BOLZANO

Commesse con figli «spinte» a licenziarsi a Bolzano

Decine di casi di dimissioni in bianco. Surian: «La maternità? Un freno per i datori». La testimonianza: «Ci scartano a priori»


di Alan Conti


BOLZANO. Il mondo del commercio per le mamme è una giungla. Senza regole. Anche in Alto Adige. Dimissioni in bianco, inviti alla maternità anticipata, colloqui di lavoro condizionati e pressioni di ogni genere sono (molto) diffusi anche in Alto Adige. I casi denunciati sono decine. A dirlo è Maurizio Surian, segretario provinciale della Filcams Cgil. «La situazione è drammatica e certi atteggiamenti sono abituali anche qui. Basta guardare il numero impressionante di dimissioni presentate dalle lavoratrici nel primo anno di età dei figli. Non può essere sempre e solo un caso». Cosa si nasconde, allora, dietro a questi numeri? «Semplice. I bambini vengono considerati un buon motivo per non rinnovare i contratti a tempo determinato o chiedere persino le dimissioni». A volte addirittura firmandole prima, una pratica illegale ma poco controllabile. «Guardi, sono franco. Purtroppo la maternità viene vista come una “malattia bruttissima” e la donna in queste condizioni è avvertita come un ostacolo alla produttività». Le mamme, si sa, possono chiedere permessi per le malattie dei figli piccoli e spesso optano per il part time. «Misure che vengono avvertite come fumo negli occhi dai datori di lavoro.
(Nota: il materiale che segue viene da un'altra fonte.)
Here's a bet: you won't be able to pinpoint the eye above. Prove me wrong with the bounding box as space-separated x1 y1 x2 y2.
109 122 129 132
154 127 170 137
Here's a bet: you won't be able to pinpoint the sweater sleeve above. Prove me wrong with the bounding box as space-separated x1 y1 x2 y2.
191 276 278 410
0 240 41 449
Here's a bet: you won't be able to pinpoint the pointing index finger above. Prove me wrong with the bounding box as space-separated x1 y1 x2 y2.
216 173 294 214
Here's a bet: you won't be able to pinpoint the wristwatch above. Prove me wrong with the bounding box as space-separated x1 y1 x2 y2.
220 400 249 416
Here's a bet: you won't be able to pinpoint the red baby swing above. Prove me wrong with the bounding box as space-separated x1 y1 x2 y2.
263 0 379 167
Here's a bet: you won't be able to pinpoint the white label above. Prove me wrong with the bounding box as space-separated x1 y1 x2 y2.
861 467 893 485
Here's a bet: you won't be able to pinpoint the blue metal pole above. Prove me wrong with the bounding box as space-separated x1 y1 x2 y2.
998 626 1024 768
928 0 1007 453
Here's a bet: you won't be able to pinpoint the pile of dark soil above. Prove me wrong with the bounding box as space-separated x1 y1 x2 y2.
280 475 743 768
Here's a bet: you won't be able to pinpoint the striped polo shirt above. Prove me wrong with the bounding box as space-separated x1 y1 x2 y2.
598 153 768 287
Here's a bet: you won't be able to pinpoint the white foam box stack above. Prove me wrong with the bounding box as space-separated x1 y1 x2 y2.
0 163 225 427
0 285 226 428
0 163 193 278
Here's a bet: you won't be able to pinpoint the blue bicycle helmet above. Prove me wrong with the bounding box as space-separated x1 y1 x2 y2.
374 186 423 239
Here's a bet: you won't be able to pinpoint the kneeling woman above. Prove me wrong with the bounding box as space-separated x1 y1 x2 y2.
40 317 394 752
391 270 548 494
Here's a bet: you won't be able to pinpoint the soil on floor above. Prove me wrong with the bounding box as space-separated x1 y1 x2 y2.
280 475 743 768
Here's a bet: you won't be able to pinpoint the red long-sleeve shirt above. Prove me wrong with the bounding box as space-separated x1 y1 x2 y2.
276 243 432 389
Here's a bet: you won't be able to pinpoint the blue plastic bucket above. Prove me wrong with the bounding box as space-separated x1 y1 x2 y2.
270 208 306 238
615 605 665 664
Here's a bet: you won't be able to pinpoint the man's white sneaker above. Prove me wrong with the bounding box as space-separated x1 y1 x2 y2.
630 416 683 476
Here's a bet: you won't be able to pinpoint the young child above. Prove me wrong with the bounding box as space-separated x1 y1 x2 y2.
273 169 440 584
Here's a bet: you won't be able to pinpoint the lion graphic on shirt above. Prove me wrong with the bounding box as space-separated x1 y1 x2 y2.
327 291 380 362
Su 10 part time post maternità richiesti ne vengono concessi forse 4».

La testimonianza. A confermare tutto è la testimonianza di una commessa bolzanina. «Quando sono rimasta incinta l'azienda dove lavoravo ha deciso di non rinnovarmi il contratto dopo tre anni. Mi hanno lasciato a casa perché ho partorito due mesi prima della fine dell'accordo. Dopo ho trovato un altro impego part time da 18 ore. Ben presto, a causa dei problemi di alcune colleghe, il mio orario è stato ampliato a 5 ore giornaliere. Un mese fa mio figlio ha contratto un brutto virus, una gastroenterite acuta, ed è stato ricoverato in ospedale. Mentre era ricoverato in ospedale, con la flebo al braccio, mi ha chiamato la responsabile intimandomi di andare al lavoro il primo Maggio. Io avevo già presentato il certificato per la malattia non retribuita per accudire mio figlio. Un atteggiamento che mi hanno fatto pagare portandomi alle dimissioni».

Ora sta cercando un nuovo lavoro e l’approccio, anche a Bolzano, si ripete. «Mi chiedono sempre a chi lascio il bambino in caso di malattia e se abbiamo parenti che ci possano aiutare. So bene perché fanno queste domande e guarda caso non richiamano». Lapidario il commento finale di Surian: «Ogni tanto fingiamo di essere una terra all'avanguardia. Su questo, mi spiace, siamo all'Età del Ferro».